Lines and planes - general concepts I've come across a book that has this general questions about lines and planes. I can't agree with some of the answers it presents, for the reasons that I'll state below:
True or False:

  
*
  
*Three distinct points form a plane - BOOK ANSWER: True - MY ANSWER: False, they cannot belong to the same line
  
*Two intersecting lines form a plane - BOOK ANSWER: True - MY ANSWER: False, they can be parallel and coincident lines.
  
*Two lines that don't belong to a same plane are skew - BOOK ANSWER: True - MY ANSWER: True
  
*If three lines are parallel, there is a plane that contains them - BOOK ANSWER: True - MY ANSWER: False, they can be parallel and
  coincident lines.
  
*If three distinct lines are intersecting two by two, then they form only one plane - For this last one there's no answer and I'm not sure
  about the conclusion.

If you could help me, I appreciate it.
Thank you.
 A: Assuming 3D Euclidean geometry:


*

*On point 1 if the three points are collinear there is more than one plane

*I would agree with the book and disagree with you on point 2 for a suitable definition of intersecting (at exactly one point).  

*I would disagree with the book on point 4 (consider the three parallel edges of a triangular prism).  

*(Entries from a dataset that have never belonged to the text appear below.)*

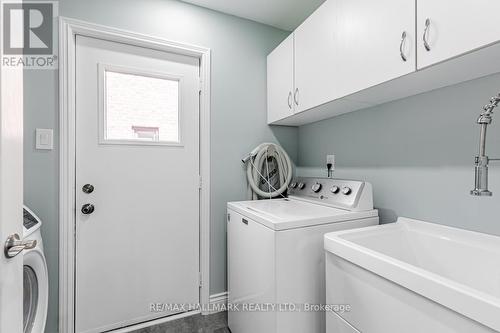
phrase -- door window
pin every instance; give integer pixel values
(139, 107)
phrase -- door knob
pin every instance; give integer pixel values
(14, 246)
(88, 209)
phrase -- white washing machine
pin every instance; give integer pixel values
(276, 262)
(35, 277)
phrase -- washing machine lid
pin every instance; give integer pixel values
(282, 214)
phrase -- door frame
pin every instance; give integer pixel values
(68, 30)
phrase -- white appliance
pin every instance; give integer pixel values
(412, 277)
(35, 277)
(276, 265)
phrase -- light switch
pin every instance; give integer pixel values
(44, 139)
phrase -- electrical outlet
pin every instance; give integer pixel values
(330, 159)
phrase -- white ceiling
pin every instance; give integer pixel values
(283, 14)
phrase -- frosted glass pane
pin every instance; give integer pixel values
(141, 108)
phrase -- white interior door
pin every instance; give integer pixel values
(137, 145)
(11, 197)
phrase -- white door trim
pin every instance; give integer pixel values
(68, 29)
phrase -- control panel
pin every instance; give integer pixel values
(348, 194)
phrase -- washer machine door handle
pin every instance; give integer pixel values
(14, 246)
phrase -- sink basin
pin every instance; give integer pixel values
(414, 276)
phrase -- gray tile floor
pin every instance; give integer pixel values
(215, 323)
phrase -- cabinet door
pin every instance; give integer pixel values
(370, 44)
(315, 59)
(280, 81)
(455, 27)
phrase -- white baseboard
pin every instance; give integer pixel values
(155, 322)
(218, 302)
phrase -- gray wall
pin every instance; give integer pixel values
(238, 119)
(417, 152)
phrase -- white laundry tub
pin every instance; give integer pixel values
(413, 276)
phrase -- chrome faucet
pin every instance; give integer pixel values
(482, 160)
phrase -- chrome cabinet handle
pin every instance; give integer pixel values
(88, 209)
(426, 34)
(401, 45)
(14, 246)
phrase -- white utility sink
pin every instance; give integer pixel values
(413, 276)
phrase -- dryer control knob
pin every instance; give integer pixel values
(316, 187)
(346, 190)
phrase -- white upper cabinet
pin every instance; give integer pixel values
(454, 28)
(315, 58)
(375, 42)
(280, 88)
(353, 54)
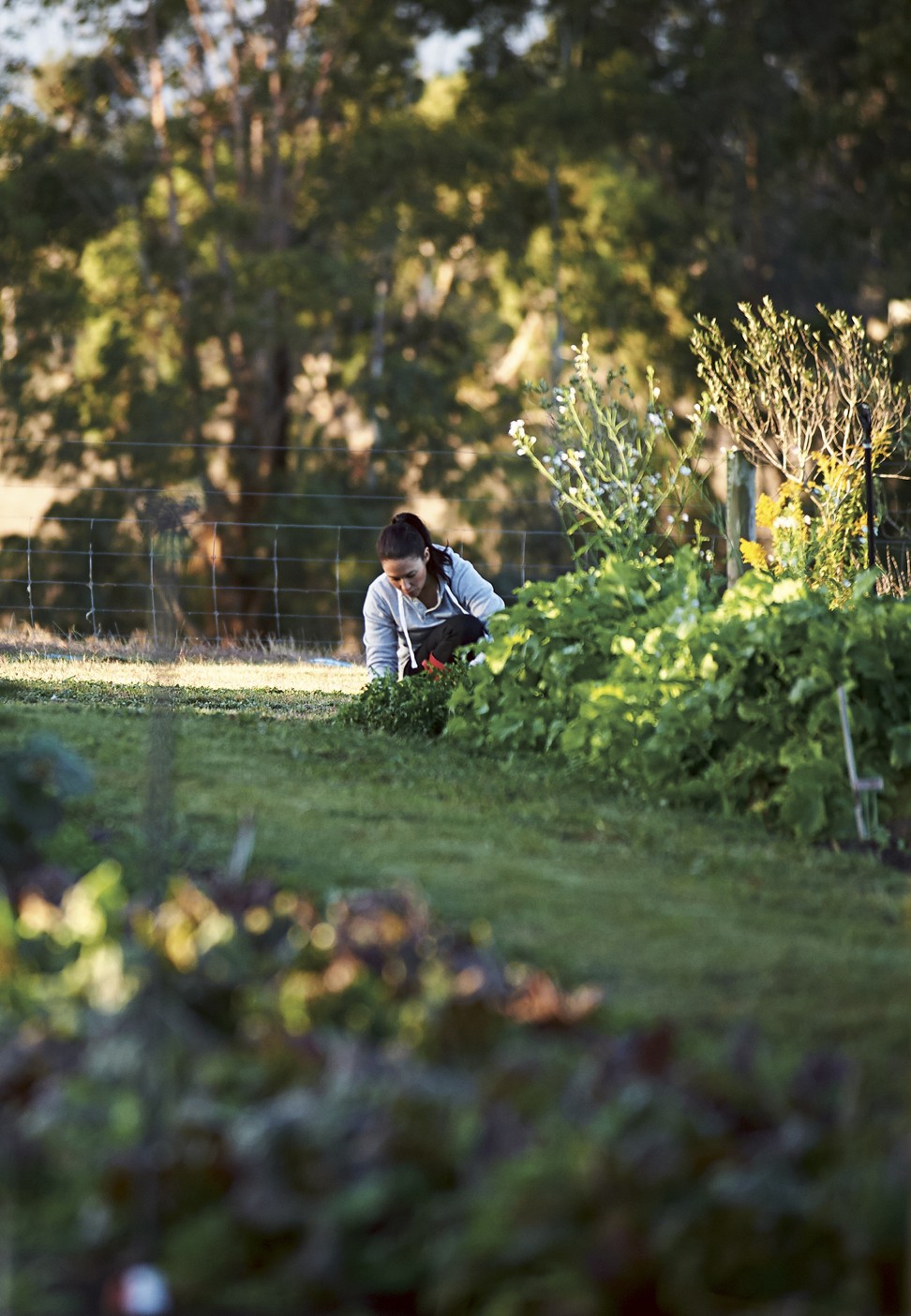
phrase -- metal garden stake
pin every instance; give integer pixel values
(865, 419)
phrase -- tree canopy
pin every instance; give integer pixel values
(251, 256)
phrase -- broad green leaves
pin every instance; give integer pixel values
(729, 706)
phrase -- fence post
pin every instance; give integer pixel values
(215, 583)
(28, 572)
(278, 622)
(91, 580)
(338, 616)
(740, 510)
(152, 589)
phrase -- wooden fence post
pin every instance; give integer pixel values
(740, 510)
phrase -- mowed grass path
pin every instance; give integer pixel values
(680, 916)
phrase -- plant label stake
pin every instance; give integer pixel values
(864, 788)
(865, 419)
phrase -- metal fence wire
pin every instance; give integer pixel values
(170, 570)
(150, 562)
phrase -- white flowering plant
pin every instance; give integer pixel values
(621, 485)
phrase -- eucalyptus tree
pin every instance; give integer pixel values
(272, 306)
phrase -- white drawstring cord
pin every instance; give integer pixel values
(404, 627)
(404, 622)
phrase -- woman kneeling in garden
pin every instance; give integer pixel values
(426, 603)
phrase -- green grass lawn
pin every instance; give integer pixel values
(706, 921)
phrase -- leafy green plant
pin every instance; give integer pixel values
(789, 396)
(729, 706)
(417, 706)
(621, 485)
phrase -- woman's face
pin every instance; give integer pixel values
(407, 574)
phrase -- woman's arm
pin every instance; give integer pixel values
(381, 637)
(472, 591)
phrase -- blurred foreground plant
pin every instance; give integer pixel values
(368, 1111)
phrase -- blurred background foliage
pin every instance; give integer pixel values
(262, 249)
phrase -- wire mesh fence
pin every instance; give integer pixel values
(174, 572)
(152, 562)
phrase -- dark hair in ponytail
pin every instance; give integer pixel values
(406, 537)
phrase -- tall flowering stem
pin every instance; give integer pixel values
(621, 485)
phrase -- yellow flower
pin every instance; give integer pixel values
(754, 554)
(767, 511)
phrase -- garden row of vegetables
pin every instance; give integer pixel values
(640, 662)
(353, 1108)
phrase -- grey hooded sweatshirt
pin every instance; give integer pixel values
(394, 625)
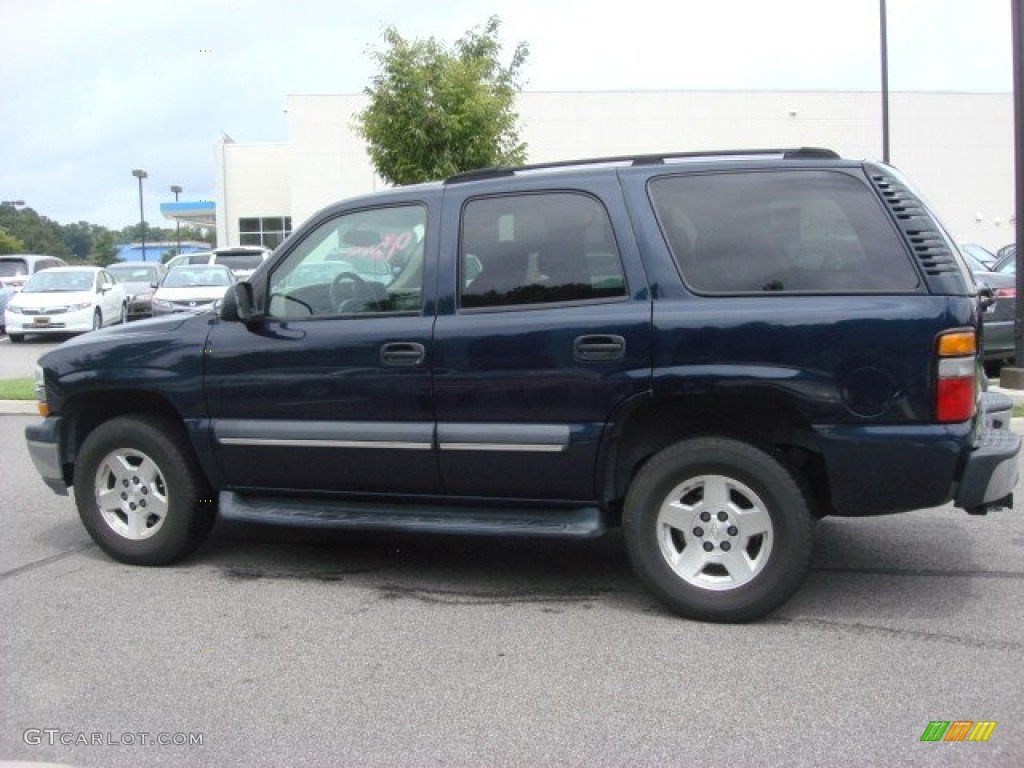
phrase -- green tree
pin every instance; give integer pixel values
(103, 248)
(435, 111)
(79, 237)
(9, 244)
(38, 233)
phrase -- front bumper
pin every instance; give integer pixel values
(44, 449)
(57, 323)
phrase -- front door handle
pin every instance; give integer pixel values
(599, 348)
(402, 353)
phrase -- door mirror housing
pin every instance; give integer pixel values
(239, 305)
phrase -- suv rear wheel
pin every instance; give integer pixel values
(718, 529)
(139, 492)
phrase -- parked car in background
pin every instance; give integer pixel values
(6, 292)
(998, 312)
(1006, 259)
(15, 268)
(138, 279)
(242, 260)
(983, 256)
(193, 288)
(65, 300)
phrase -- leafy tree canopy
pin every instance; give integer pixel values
(9, 244)
(435, 111)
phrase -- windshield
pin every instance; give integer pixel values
(181, 276)
(51, 281)
(12, 267)
(240, 260)
(134, 273)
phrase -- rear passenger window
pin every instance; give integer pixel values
(538, 249)
(780, 230)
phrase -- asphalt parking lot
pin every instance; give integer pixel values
(280, 647)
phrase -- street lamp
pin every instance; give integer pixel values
(176, 188)
(140, 174)
(884, 45)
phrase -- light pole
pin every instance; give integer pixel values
(884, 40)
(176, 188)
(140, 174)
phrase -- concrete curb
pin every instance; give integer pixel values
(18, 407)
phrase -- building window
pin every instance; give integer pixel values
(268, 230)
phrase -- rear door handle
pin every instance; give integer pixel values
(599, 348)
(402, 353)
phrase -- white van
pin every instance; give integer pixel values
(242, 260)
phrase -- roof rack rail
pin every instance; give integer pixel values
(802, 153)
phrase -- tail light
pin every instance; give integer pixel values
(955, 379)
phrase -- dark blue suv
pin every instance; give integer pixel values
(712, 351)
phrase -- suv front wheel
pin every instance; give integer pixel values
(139, 491)
(718, 529)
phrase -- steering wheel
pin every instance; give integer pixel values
(346, 288)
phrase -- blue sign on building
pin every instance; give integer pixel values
(156, 251)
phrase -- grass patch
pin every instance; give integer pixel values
(17, 389)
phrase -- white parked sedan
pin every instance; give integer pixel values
(192, 288)
(66, 300)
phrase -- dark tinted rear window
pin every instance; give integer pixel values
(780, 230)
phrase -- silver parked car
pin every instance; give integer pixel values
(138, 279)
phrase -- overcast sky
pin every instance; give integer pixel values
(91, 89)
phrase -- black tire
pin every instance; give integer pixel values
(758, 525)
(157, 472)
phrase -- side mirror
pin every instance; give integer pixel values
(986, 296)
(238, 304)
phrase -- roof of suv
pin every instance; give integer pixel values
(806, 153)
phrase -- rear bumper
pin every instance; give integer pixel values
(991, 472)
(44, 449)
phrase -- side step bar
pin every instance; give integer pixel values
(583, 522)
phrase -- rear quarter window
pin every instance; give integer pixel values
(819, 231)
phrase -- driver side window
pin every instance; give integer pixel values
(363, 262)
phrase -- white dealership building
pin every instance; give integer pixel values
(955, 147)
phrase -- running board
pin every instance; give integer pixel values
(582, 522)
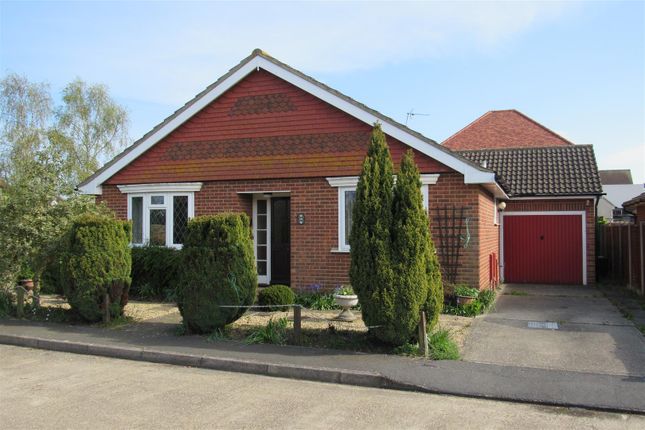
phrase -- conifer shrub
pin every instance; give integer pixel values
(276, 295)
(217, 269)
(394, 269)
(96, 261)
(370, 269)
(154, 272)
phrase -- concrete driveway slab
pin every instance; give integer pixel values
(592, 336)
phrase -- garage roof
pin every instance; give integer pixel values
(556, 171)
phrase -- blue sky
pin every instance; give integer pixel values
(576, 67)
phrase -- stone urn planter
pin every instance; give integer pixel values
(464, 300)
(346, 301)
(27, 284)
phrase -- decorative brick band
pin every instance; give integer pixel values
(264, 103)
(263, 146)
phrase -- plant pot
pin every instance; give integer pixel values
(346, 302)
(465, 300)
(27, 284)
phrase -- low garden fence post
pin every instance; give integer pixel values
(106, 309)
(20, 299)
(297, 323)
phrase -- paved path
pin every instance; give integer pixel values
(46, 389)
(590, 390)
(592, 335)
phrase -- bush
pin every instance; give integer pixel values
(7, 305)
(442, 347)
(370, 269)
(276, 295)
(154, 272)
(217, 268)
(274, 332)
(394, 269)
(51, 281)
(464, 290)
(97, 261)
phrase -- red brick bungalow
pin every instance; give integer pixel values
(549, 223)
(270, 141)
(267, 140)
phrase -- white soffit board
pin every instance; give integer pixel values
(471, 174)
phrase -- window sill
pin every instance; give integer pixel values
(339, 251)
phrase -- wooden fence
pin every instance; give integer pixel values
(620, 254)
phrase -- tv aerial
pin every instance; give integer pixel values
(412, 113)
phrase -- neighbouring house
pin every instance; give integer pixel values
(547, 232)
(636, 244)
(618, 187)
(268, 140)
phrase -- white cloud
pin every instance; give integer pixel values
(630, 157)
(178, 56)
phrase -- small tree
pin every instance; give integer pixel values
(394, 270)
(217, 268)
(409, 252)
(97, 261)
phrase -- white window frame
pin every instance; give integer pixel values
(262, 279)
(169, 192)
(349, 183)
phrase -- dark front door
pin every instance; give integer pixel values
(280, 240)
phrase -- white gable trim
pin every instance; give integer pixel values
(471, 174)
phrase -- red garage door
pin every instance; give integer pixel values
(543, 249)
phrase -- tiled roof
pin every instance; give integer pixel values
(259, 52)
(616, 177)
(504, 129)
(556, 171)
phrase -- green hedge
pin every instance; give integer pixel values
(154, 272)
(276, 295)
(97, 260)
(217, 268)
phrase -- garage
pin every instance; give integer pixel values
(544, 248)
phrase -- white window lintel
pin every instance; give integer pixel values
(170, 187)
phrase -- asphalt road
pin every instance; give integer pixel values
(46, 389)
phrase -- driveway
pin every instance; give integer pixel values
(591, 335)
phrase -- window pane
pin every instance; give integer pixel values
(262, 268)
(137, 219)
(180, 223)
(262, 238)
(262, 207)
(158, 227)
(262, 252)
(262, 222)
(350, 196)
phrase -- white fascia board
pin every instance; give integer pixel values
(174, 187)
(471, 174)
(352, 181)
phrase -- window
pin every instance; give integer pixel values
(346, 198)
(160, 217)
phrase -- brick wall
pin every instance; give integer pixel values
(312, 259)
(450, 191)
(489, 236)
(114, 200)
(587, 205)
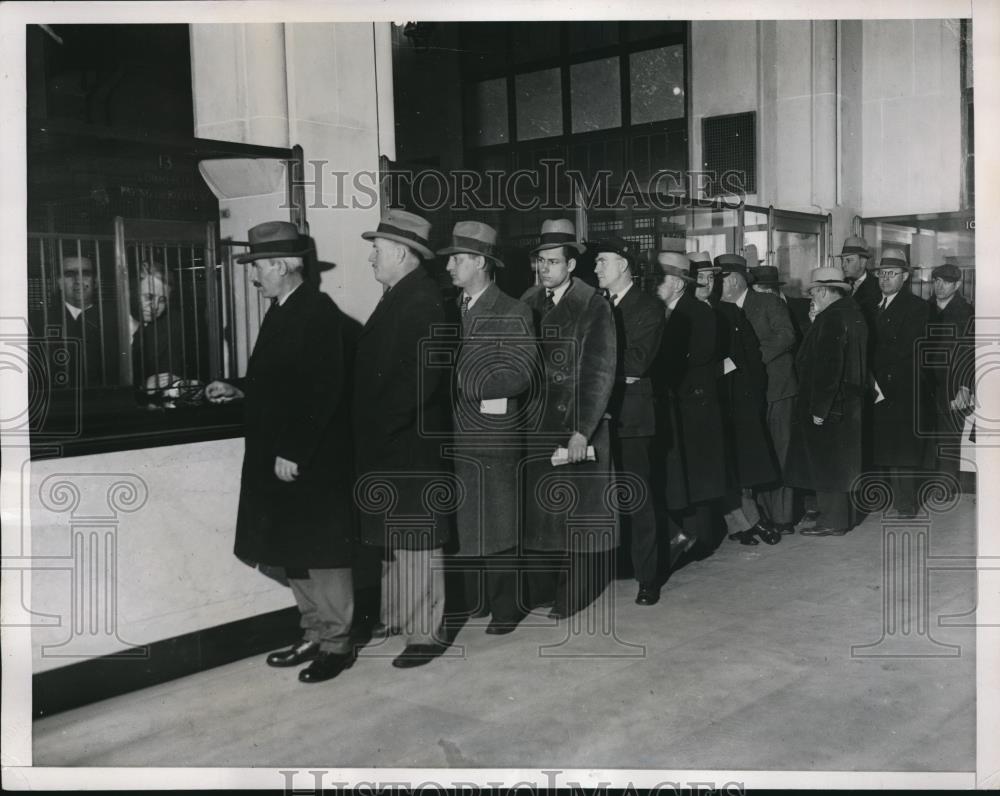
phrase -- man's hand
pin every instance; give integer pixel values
(219, 392)
(285, 470)
(577, 448)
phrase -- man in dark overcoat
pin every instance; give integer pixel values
(752, 455)
(496, 360)
(689, 450)
(401, 415)
(639, 326)
(948, 360)
(570, 506)
(825, 449)
(296, 505)
(772, 323)
(901, 322)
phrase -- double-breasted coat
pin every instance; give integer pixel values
(751, 453)
(572, 506)
(296, 407)
(896, 440)
(405, 491)
(497, 359)
(639, 325)
(689, 450)
(832, 370)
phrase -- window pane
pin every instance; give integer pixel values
(657, 84)
(595, 95)
(490, 112)
(539, 104)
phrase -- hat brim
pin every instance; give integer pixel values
(459, 250)
(249, 258)
(418, 247)
(580, 248)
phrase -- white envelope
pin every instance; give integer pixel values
(561, 456)
(493, 406)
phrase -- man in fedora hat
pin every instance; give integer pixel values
(825, 449)
(400, 409)
(951, 332)
(296, 495)
(493, 372)
(577, 334)
(689, 467)
(775, 333)
(900, 322)
(744, 408)
(854, 258)
(706, 274)
(639, 324)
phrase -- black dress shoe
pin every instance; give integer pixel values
(498, 628)
(417, 655)
(326, 666)
(379, 630)
(744, 537)
(648, 595)
(767, 534)
(299, 653)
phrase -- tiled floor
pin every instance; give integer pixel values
(746, 663)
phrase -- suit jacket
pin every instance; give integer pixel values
(567, 508)
(832, 367)
(772, 324)
(639, 322)
(896, 420)
(401, 417)
(296, 407)
(91, 357)
(497, 358)
(951, 333)
(689, 452)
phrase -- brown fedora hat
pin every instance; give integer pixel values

*I would say True for point 5, again for a suitable definition of intersecting two-by-two (the plane is defined by the three points of intersection, which do not lie on a single line and all three lines lie on it) 
A: (1) For three points to be on a plane, they need not be on the same line. Draw a triangle on a sheet of paper, and you will see what I mean. 
(2) If they are coincident lines, they are not called 'intersecting' lines. Intersecting lines meet at one point ONLY. 
(4) You are right. (However, even if they were all coincident they would still belong to some plane). But, in general they need not belong to a plane. 
(5) True. Referring to (2), intersecting lines lie in a plane. If line A intersects line B, then A and B are in same plane. If B intersects with line C, then B and C are in same plane. Thus, intersection of A and C should also be in the same plane.